Proposed NJ Bill Expands Use of County and Municipal Open Space Trust Funds

Achieving the proper balance between development and the preservation of open space is a priority for many New Jersey communities. Legislation currently pending before the State Assembly would expand the use of county and municipal open space trust funds to acquire property.

Proposed NJ Bill Expands Use of County and Municipal Open Space Trust Funds

Current law, P.L. 1997, C. 24  (N.J.S.A. 40:12-15.1 et seq.) authorizes counties and municipalities to use local property taxes to finance an Open Space Trust Fund. The proceeds may be applied to any or all of the following uses:

  • Acquisition of lands for recreation and conservation purposes;
  • Development of lands acquired for recreation and conservation purposes;
  • Maintenance of lands acquired for recreation and conservation purposes;
  • Acquisition of farmland for farmland preservation purposes;
  • Historic preservation of historic properties, structures, facilities, sites, areas, or objects, and the acquisition of such properties, facilities, sites, areas, or objects for historic preservation purposes; and,
  • Payment of debt service on indebtedness issued or incurred by a county or municipality for any of the purposes set forth above.
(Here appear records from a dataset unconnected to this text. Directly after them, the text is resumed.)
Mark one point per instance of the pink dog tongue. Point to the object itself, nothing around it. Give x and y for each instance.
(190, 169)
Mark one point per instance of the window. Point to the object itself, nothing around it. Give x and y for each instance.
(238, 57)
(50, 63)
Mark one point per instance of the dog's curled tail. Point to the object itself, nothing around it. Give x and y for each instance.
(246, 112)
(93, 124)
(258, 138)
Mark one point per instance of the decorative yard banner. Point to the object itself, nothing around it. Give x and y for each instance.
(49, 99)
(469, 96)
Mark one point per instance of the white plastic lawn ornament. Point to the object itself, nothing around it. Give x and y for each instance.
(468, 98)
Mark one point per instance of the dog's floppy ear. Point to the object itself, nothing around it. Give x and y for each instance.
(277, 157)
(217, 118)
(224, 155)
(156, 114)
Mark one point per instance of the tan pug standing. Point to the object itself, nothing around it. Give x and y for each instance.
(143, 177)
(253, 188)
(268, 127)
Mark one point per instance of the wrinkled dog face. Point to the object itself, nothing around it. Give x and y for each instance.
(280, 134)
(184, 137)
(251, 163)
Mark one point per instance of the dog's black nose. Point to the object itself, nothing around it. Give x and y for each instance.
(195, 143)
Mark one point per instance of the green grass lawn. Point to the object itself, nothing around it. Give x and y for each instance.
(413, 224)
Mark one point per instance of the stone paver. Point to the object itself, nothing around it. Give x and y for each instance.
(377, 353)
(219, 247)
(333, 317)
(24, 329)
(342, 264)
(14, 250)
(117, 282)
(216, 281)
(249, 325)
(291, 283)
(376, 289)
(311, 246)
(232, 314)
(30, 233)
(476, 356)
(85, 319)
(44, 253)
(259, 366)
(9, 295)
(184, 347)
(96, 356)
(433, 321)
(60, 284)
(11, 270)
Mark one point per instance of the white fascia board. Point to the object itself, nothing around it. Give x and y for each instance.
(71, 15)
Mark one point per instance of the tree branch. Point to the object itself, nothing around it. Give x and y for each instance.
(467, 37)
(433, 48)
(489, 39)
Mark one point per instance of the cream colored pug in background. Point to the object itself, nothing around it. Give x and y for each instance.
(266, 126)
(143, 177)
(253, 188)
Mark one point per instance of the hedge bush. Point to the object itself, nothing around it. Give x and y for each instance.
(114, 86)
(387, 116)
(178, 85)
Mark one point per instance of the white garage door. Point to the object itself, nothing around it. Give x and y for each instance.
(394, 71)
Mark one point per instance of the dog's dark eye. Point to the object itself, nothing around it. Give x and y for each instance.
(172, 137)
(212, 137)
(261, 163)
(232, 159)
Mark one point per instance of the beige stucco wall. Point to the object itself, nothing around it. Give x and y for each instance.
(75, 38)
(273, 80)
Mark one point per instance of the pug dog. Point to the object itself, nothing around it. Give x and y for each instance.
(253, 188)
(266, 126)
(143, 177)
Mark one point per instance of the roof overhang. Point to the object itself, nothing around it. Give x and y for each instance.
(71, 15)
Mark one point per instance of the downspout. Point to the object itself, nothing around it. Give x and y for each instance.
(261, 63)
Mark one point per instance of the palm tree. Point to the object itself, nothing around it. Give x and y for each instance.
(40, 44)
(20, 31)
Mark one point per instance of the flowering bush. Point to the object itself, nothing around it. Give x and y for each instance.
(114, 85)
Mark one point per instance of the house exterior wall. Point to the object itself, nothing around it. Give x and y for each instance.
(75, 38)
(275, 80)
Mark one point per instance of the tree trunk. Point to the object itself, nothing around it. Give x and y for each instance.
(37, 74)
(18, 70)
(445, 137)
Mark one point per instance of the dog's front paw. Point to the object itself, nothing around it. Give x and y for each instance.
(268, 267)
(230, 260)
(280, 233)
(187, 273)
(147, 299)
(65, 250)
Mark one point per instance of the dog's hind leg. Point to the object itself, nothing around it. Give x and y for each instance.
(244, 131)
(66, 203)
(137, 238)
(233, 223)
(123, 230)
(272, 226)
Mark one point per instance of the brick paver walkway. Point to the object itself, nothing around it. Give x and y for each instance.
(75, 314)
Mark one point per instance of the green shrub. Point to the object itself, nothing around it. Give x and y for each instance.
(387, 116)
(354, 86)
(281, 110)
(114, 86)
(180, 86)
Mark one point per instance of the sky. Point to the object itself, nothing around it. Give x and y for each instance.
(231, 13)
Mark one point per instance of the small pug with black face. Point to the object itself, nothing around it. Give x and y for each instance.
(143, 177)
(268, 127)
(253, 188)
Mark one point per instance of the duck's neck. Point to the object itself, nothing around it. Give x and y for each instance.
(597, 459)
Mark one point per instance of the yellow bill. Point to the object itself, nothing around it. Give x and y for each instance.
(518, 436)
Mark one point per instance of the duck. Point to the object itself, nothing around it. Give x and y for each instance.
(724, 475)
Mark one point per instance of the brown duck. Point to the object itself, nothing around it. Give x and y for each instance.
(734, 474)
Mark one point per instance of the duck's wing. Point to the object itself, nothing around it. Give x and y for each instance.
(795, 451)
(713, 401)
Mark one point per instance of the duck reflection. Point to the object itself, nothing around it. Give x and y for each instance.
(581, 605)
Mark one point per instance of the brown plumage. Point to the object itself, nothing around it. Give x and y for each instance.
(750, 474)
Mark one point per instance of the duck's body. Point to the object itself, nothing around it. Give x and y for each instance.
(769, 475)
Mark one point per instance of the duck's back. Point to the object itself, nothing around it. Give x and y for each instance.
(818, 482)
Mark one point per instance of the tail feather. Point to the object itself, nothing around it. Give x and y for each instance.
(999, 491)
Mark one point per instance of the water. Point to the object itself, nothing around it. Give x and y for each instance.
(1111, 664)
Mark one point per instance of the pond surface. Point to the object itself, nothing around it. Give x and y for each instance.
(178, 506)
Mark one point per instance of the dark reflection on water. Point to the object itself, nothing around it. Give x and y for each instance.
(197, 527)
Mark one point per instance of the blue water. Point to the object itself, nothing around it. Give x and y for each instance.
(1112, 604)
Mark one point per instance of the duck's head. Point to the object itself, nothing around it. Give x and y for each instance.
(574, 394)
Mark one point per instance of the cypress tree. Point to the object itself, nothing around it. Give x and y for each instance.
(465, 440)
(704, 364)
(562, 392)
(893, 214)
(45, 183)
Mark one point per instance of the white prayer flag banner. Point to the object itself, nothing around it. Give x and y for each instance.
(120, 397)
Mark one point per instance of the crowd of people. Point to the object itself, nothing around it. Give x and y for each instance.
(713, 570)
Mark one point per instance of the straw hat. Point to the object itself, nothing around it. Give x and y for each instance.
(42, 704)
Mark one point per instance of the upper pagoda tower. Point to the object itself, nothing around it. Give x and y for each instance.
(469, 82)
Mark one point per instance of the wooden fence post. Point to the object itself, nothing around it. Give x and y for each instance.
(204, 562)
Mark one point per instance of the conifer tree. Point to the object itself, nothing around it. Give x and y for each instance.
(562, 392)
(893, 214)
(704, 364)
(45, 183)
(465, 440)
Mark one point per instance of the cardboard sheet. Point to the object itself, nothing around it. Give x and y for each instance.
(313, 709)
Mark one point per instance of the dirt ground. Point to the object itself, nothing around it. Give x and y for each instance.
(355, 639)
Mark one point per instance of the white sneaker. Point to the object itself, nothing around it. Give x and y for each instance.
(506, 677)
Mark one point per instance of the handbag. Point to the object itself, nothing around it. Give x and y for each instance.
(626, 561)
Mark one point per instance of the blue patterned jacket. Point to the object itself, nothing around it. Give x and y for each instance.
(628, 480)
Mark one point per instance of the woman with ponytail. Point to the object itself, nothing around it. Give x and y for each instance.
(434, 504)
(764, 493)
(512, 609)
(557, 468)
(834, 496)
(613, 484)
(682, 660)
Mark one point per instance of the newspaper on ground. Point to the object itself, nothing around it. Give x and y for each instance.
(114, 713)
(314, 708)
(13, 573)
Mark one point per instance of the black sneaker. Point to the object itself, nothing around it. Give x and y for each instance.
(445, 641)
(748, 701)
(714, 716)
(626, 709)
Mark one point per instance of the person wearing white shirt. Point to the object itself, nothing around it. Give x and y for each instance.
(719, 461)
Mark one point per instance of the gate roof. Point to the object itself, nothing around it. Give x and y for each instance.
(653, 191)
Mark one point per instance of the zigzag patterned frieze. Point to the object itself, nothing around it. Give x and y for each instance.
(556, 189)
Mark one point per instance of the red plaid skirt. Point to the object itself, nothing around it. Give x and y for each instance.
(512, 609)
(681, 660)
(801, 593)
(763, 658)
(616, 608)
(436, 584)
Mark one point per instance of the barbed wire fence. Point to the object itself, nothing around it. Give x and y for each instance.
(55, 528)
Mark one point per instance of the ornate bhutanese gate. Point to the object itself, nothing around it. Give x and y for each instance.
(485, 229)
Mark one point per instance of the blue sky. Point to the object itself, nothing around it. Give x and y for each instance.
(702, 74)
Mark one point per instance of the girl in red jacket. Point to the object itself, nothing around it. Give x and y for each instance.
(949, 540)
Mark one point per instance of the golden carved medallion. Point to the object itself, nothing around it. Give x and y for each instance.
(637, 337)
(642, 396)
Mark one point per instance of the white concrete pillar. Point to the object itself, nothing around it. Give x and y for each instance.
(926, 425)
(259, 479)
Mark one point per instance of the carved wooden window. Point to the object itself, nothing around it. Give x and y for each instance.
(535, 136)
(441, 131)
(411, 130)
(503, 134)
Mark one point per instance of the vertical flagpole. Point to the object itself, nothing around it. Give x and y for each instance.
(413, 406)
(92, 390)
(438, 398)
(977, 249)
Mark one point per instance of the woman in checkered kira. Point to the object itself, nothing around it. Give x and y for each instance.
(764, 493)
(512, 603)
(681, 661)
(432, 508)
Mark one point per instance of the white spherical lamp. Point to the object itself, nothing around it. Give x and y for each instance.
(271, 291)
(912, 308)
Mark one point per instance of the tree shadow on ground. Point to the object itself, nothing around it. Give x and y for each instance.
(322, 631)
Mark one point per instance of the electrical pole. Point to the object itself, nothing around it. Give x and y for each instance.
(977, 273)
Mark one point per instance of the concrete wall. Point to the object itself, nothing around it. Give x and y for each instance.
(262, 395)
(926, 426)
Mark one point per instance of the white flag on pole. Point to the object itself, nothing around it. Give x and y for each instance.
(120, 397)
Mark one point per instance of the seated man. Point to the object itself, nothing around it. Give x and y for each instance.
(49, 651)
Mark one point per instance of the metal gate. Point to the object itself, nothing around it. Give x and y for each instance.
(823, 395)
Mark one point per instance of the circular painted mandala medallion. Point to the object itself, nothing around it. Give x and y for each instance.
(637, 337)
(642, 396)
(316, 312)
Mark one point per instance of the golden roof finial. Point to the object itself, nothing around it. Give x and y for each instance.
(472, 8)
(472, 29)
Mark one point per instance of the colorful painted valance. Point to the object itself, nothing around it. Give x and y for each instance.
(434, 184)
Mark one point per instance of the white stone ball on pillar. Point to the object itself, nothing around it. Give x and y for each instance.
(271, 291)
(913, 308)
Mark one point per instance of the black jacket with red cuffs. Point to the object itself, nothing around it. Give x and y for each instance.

Assembly Bill No. 3318 would expand the definition of “acquisition” in the statute. More specifically, the proposed legislation would specify that “acquisition” includes the demolition of structures on, removal of debris from, and restoration of those lands to a natural state or to a state useful for recreation and conservation purposes. According to the statement accompanying the bill, the amendment is intended to “resolve any differing interpretations or applications which may be occurring presently at the local level with regard to the term ‘acquisition.’”

After being released by the Assembly Agriculture and Natural Resources Committee on February 12, A-3318 now heads before the full Assembly. A companion bill, S-707, is currently pending before the Senate Environment Committee.

We will continue to track the status of the legislation and provide updates as they become available.